Not only the testimonies of the artists, but also of those who shared a long stretch of life with them: family members, gallery owners, friends.
Here then are Michelangelo Pistoletto, Giulio Paolini, Giuseppe Penone, Gilberto Zorio, Pier Paolo Calzolari and the voice of Giovanni Anselmo, Jannis Kounellis' partner Michelle Coudray, Beatrice Merz daughter of Mario and Marisa and Silvia Fabro daughter of Luciano, the gallery owners/accomplices Tucci Russo, Lia Rumma, Fabio Sargentini and Gianfranco Benedetti, friends/photographers Paolo Mussat Sartor and Giorgio Colombo.
Finally, Germano Celant, the great weaver of the movement's fortunes, through an unpublished interview conducted in 2019 in Venice at the Prada Foundation on the occasion of the first Jannis Kounellis retrospective.
All in a story that, although supported by a voice-over that takes up the key dates of the artistic development of Arte Povera, develops in a dynamic and warm flow of atmospheres and emotions not rigidly linked to chronology.
The story begins with the publication in the magazine Flash Art in November 1967 of the writing: Arte Povera: notes for a guerrilla war, where Celant theorises the guiding principles of the movement. To then continue with the first exhibition held at the La Bertesca gallery in Genoa and the following one in Bologna at the De Foscherari Gallery. These are the two exhibitions that in some way define the group of artists participating in the movement.
We then move on to address the artistic-cultural climate of the city of Turin where the majority of artists come from and where there are galleries that immediately embrace new art. We also introduce Rome, where Jannis Kounelli and Pino Pascali come from and where the visionary gallerist Fabio Sargentini works.
The story continues with the protest at the 1968 Venice Biennale and the subsequent Amalfi exhibition Arte Povera + Azioni Povere, fundamental for the development of the movement.
Finally, the exit from Italian territory and the triumph in European museums and galleries, and the end in 1972 of a movement that was too heterogeneous to survive the test of time.
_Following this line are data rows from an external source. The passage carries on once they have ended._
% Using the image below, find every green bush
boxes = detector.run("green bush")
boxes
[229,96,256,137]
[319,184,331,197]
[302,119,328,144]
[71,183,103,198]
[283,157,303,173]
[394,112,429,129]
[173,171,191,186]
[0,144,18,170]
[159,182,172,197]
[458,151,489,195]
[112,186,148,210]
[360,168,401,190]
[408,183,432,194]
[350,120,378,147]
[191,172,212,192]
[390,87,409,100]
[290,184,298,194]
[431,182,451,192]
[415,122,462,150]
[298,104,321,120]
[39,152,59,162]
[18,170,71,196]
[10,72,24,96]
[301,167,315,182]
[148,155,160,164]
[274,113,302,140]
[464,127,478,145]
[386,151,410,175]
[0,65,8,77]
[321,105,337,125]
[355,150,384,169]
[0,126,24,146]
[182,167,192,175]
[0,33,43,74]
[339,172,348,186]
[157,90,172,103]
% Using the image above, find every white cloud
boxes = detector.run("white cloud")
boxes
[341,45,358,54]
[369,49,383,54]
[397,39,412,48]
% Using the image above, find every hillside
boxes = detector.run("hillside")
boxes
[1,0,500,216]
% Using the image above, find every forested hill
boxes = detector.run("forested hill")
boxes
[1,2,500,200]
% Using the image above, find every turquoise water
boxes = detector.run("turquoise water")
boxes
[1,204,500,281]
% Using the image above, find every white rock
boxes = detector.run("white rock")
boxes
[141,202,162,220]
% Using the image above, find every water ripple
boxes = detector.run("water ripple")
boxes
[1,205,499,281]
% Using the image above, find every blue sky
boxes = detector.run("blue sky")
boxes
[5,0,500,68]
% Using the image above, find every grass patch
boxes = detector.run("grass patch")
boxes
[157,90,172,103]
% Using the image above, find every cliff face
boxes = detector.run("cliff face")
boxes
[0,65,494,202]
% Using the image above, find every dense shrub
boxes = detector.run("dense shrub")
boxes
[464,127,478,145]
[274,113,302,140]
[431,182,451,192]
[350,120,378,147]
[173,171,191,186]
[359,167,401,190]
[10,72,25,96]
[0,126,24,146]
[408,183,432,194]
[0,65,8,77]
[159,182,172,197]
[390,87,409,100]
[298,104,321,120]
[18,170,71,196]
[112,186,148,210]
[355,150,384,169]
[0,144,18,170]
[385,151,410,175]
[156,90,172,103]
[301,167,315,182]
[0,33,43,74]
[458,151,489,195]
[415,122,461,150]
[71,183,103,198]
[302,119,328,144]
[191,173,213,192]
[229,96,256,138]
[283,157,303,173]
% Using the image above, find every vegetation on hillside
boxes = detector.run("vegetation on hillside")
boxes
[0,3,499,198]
5 crazy and engaging years followed in 1985 by the exhibition The Knot at Ps1 in New York, where Celant, faced with the ebb of the market, reiterated the importance of Arte Povera by challenging the dictates of the market in the capital of the Empire.
With the Knot exhibition, Arte Povera is established as the most important European movement of the end of the 20th century. A movement that brings with it a legacy that is still very present in the contemporary panorama.